57 Nous pensons que ces difficultés peuvent être reliées (du moins en partie) à une absence (ou à une présence trop limitée) de facteurs favorables à la sociocratie dans le centre de recherche. Pour dépasser ces difficultés, plusieurs pistes sont possibles. Nous en évoquerons deux. La première concerne la nécessaire gestion du conflit de l’élitisme. Celui-ci se nourrit d’une mauvaise connaissance de la dynamique participative en tant que mode de gouvernance d’une part et d’un problème de communication entre les cercles et le reste de l’organisation d’autre part. C’est pourquoi, en plus des recommandations habituelles de formation du personnel, il nous semblerait intéressant d’organiser régulièrement dans le centre de recherche, des temps formels d’échange d’informations entre les participants et les non-participants, du moins tant que tous les travailleurs de l’organisation ne participent pas à au moins un cercle. Une deuxième piste renvoie à l’indispensable implication de la direction. Celle-ci devrait en effet ne pas hésiter à rappeler fréquemment en quoi la sociocratie est une composante essentielle de sa vision de l’organisation. Mais au-delà des paroles, ce sont surtout les actes qui doivent convaincre des avantages de la participation. Nous pensons que permettre aux cercles de prendre des décisions sur des sujets importants est l’un de ces actes. Par ailleurs, la direction aurait probablement avantage à participer aux cercles plutôt que d’exercer un droit de veto extérieur.
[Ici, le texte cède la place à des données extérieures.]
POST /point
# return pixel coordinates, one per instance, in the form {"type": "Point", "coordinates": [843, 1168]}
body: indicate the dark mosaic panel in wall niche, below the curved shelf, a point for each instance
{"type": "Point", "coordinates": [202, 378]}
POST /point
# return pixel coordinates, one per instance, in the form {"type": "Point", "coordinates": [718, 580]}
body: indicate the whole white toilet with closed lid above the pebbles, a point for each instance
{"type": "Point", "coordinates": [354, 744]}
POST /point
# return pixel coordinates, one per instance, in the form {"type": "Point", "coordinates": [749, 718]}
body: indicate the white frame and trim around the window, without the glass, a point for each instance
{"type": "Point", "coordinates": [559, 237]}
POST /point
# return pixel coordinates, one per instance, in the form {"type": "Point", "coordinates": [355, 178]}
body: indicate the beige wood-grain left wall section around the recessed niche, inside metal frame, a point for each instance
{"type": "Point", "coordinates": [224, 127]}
58 Malgré l’intérêt de ces pistes, il n’est pas possible, sur la base des résultats obtenus, d’évaluer si la situation étudiée est encore évolutive ou si elle risque de se figer à cause d’enjeux sous-jacents en termes de partage de pouvoir dans le centre de recherche (comme peut le laisser penser le point de vue de certains travailleurs interrogés). Seule une approche longitudinale, confrontant de manière systématique différents points de vue (direction et travailleurs), permettrait d’apporter des éléments de réponse à cette interrogation.
59 Nous sommes bien conscients des limites de cette étude qui doit être vue comme exploratoire. Le nombre de travailleurs interrogés est assez limité et ne couvre pas toutes les catégories (les directeurs scientifiques notamment). Par ailleurs, un biais lié au volontariat des répondants ne peut pas être exclu. Enfin, les effets de la sociocratie n’ont été investigués qu’à travers des données subjectives (point de vue des travailleurs). Un croisement de ces données subjectives avec des données plus objectives telles que des indicateurs de production ou de bien-être au travail serait aussi particulièrement intéressant à réaliser.